なんでもマルチメディア(398):シルクロードの旅(5)

6月1日(水)
 朝8時、ほぼ定刻に敦煌駅に着いた。この列車は、あと二日かけて重慶まで行く。敦煌駅は柳園という町にあり、元の駅名は柳園である。敦煌の町まで128kmあるので、出発前に駅前で朝食を取った。敦煌滞在中のガイドは女性の程さん。専門学校で日本語を学び、ガイドになってまだ1年半程度だというが、かなりしっかりしている。

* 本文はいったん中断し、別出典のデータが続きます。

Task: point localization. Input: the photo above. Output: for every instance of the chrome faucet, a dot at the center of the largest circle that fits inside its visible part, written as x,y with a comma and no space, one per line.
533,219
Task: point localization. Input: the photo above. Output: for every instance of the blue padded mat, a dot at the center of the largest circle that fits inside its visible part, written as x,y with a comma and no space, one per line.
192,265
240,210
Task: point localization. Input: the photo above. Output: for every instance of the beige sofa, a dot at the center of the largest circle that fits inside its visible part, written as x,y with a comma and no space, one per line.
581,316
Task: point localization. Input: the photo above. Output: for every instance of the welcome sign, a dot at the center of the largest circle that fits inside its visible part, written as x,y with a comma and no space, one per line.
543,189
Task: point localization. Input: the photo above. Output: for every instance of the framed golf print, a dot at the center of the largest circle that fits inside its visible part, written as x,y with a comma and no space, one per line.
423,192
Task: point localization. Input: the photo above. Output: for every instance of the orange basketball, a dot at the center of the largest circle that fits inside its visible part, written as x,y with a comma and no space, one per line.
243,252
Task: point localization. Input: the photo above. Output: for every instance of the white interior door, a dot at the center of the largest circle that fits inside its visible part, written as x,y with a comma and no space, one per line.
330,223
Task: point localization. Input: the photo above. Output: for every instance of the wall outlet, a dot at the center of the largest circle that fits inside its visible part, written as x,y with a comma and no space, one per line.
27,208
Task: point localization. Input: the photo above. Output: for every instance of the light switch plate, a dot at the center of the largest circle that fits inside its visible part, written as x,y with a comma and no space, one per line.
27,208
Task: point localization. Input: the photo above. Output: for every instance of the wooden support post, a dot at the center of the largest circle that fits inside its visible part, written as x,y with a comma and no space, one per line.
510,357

 ゴビの中に建設された立派な道を時速80?100kmほどの高速で走る。広辞苑ではゴビを「蒙古地方から天山南路に至る一帯の大砂漠」と説明しているが、砂漠という表現よりも沙漠と書くのが適切らしい。なお、現在のモンゴル人は「蒙古」という言葉をきらっていることを、昨年モンゴルを旅行して知った。
 敦煌の辺りには、黒ゴビ、赤ゴビ、青ゴビなど、色違いのゴビがある。敦煌駅から町に向かう途中で最初に通った黒ゴビ地帯は金属資源を豊富に含んでいる。黒ゴビが終わると沙漠らしくなってきた。2,000年以上の昔に構築された狼煙台や長城が見られる。タマリスクが一面に広がるようになると、まもなく敦煌の町に入った。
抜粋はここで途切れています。